The word efficient should therefore be read broadly. A candidate that improves simulated performance while increasing verification burden may not be efficient. A candidate that reduces energy but requires fragile software assumptions may not be efficient. A candidate that looks good under a proxy metric but fails under a more faithful workload may not be efficient. Architecture 2.0 should treat efficiency as a loop property, not only an artifact property.

The lighthouse prompt makes this concrete. The requested subsystem must support a workload class, meet a power envelope, fit a technology assumption, interact with software, and produce evidence. The design loop must reason about tradeoffs among energy, latency, memory traffic, programmability, verification, and deployment risk. A single scalar objective may be useful inside the loop, but it cannot be the whole architectural judgment.

1.7 Boundaries of the Argument

The goal is not to produce a paper catalog. The field is moving too quickly for a catalog to remain useful for long. The goal is to give readers a framework that can organize current work and still be useful as models, tools, and benchmarks change.

Nor is the goal to make a product forecast. The book does not claim that a particular model, agent harness, simulator, EDA flow, or benchmark will define the field. Those will evolve. The durable question is what must be represented, measured, checked, rejected, and decided.

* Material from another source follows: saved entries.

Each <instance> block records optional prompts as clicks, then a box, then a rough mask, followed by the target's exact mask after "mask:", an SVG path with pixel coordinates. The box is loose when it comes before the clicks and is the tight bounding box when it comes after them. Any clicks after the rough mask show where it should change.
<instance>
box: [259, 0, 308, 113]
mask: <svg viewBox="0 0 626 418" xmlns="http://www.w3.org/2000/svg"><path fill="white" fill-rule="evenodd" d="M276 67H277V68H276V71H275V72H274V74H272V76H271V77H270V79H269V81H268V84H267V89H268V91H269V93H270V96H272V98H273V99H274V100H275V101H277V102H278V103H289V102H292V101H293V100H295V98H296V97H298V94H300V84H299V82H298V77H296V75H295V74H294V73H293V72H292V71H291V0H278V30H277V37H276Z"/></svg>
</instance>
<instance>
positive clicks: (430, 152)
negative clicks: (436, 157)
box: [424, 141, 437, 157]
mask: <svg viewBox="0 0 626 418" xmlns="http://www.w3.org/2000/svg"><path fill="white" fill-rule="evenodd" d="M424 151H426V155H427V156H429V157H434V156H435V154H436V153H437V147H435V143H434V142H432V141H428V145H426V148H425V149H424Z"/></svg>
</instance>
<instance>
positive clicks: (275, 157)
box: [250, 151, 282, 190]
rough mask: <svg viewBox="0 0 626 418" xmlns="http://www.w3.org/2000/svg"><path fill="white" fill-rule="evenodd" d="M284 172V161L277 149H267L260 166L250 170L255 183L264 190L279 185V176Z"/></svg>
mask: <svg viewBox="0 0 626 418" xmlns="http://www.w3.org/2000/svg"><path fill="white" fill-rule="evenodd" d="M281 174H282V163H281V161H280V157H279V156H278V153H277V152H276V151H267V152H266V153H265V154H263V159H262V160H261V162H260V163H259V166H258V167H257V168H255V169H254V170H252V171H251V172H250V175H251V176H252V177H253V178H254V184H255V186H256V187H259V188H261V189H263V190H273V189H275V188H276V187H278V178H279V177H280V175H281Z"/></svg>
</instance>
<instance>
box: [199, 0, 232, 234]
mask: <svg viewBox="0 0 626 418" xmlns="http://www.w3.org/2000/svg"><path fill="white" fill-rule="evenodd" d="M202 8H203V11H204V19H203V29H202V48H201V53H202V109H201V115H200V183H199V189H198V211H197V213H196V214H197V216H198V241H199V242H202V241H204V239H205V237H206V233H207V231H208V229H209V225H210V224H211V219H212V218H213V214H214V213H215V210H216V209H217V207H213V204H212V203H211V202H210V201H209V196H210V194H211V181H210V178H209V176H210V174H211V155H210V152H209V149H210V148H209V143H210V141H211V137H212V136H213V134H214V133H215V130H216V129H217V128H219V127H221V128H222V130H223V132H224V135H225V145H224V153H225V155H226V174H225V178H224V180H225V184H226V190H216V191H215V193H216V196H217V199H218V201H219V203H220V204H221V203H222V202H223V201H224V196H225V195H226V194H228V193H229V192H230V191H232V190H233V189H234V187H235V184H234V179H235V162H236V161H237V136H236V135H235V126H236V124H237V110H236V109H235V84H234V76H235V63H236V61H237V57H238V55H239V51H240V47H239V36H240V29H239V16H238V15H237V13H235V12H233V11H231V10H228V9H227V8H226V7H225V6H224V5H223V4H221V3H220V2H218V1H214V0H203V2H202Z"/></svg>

Nor is this a tool manual. Tools matter deeply, but the focus is the architecture of the design loop rather than installation instructions or workflow recipes. Appendix A gives a compact bootstrap path. Appendix B gives the design-loop card and rubric.

It is also not a claim that AI systems replace architects. The opposite is closer to the book’s argument. As design loops become more agentic, the architect’s responsibility moves upward. The architect must frame the task, choose representations, define environments, set evidence standards, inspect negative traces, maintain rejection authority, and own the final commitment.

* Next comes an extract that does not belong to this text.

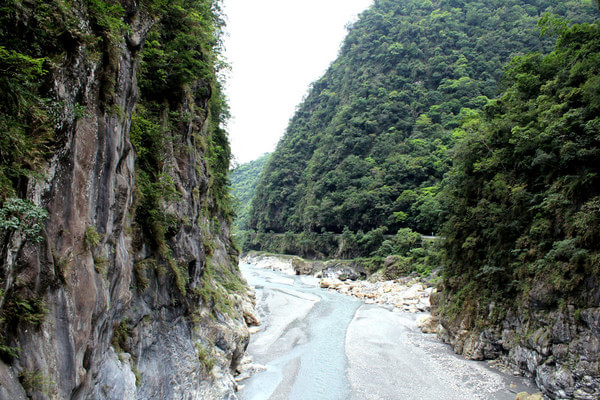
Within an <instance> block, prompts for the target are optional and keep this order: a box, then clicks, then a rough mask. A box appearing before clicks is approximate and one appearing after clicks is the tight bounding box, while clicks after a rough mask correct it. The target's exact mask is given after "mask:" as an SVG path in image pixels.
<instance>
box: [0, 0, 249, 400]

The rest of the book follows the loop exposed by the moonshot. Chapter 2 explains why the classical architecture loop strains as specialization, chiplets, software velocity, data movement, EDA constraints, reliability expectations, sustainability pressure, and verification burden grow together. Chapter 3 names the ontology of the new loop. Chapter 4 asks what data, representations, and world models agents would need. Chapter 5 turns tools into environments with actions, observations, feedback, and constraints. Chapter 6 separates generation, prediction, optimization, critique, and repair as method roles. Chapter 7 defines feedback, verification, and trust. Chapter 8 runs one loop end to end on the lighthouse prompt. Chapter 9 compares loop patterns across the stack. Chapter 10 returns to what the architect owns, then turns the framework into long-horizon challenge tasks. The appendices then give a bootstrap workflow and a reusable design-loop card.